Basically, like all of the good aspects, let’s say. And he documents the whole journey of the fund. He talks about how they think about investing, what they look for in founders, in a super honest, candid way that I think really reflects the spirit of venture capital done well.

So if you want to learn how the industry works, as a deep tech founder, there aren’t many resources as good as that book.

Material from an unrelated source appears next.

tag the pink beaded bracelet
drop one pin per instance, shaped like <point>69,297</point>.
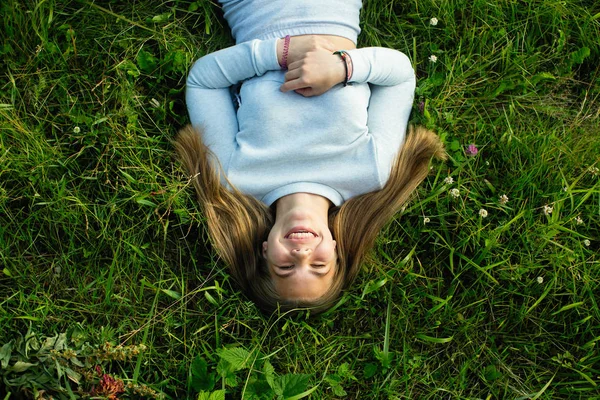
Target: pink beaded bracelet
<point>286,47</point>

It’s also a little bit sci-fi in how he talks about the technology he’s interested in and the thesis of the firm, but also sci-fi generally, on top of that, is a great genre for deep tech founders.

Shubha K. Chakravarthy: Your favorite author?

Dan Gray: Tad Williams. He wrote a series of books called The Otherland tetralogy. And they, like, as a reflection of the whole metaverse and Web3 trend. It’s fascinating to me. I wish more investors had read those books. But I guess all of that connects to the storytelling thing as well.

If you read a lot of inspiring stories about the future by great sci-fi writers, probably that makes you better at telling inspiring stories about the future of your own, I guess.

Shubha K. Chakravarthy: Fabulous. I’m going to be boring and predictable and say I’m still stuck on Isaac Asimov but I’ve now got a new.

Dan Gray: You could keep reading him forever.

Shubha K. Chakravarthy: I just keep reading him forever because it’s so good. I just don’t move on. Right? Or Arthur Clarke. Right? That’s another perennial favorite of mine. 

This has been a fabulous conversation, Dan.

I just can’t thank you enough for your time, and I look forward to getting the names of those deep tech investors.

I have no doubt that founders will find this incredibly useful. You shared really new, insightful perspectives that I’ve not heard on this podcast before—or frankly even ever other than on your LinkedIn posts and the interesting back-and-forth conversations you have with Peter on LinkedIn.

I always follow those because they’re always fun. So thank you so much. I really appreciate this, and I’m sure we’ll have you back on the podcast for a future conversation. Thank you.

Dan Gray: I’d love to be back. Thank you very much for having me. And to anyone listening who’s curious, feel free to drop me a message. I’m always happy to chat about this stuff, obviously. And yeah, could definitely do another one in the future.

Shubha K. Chakravarthy: Perfect. Thank you Dan.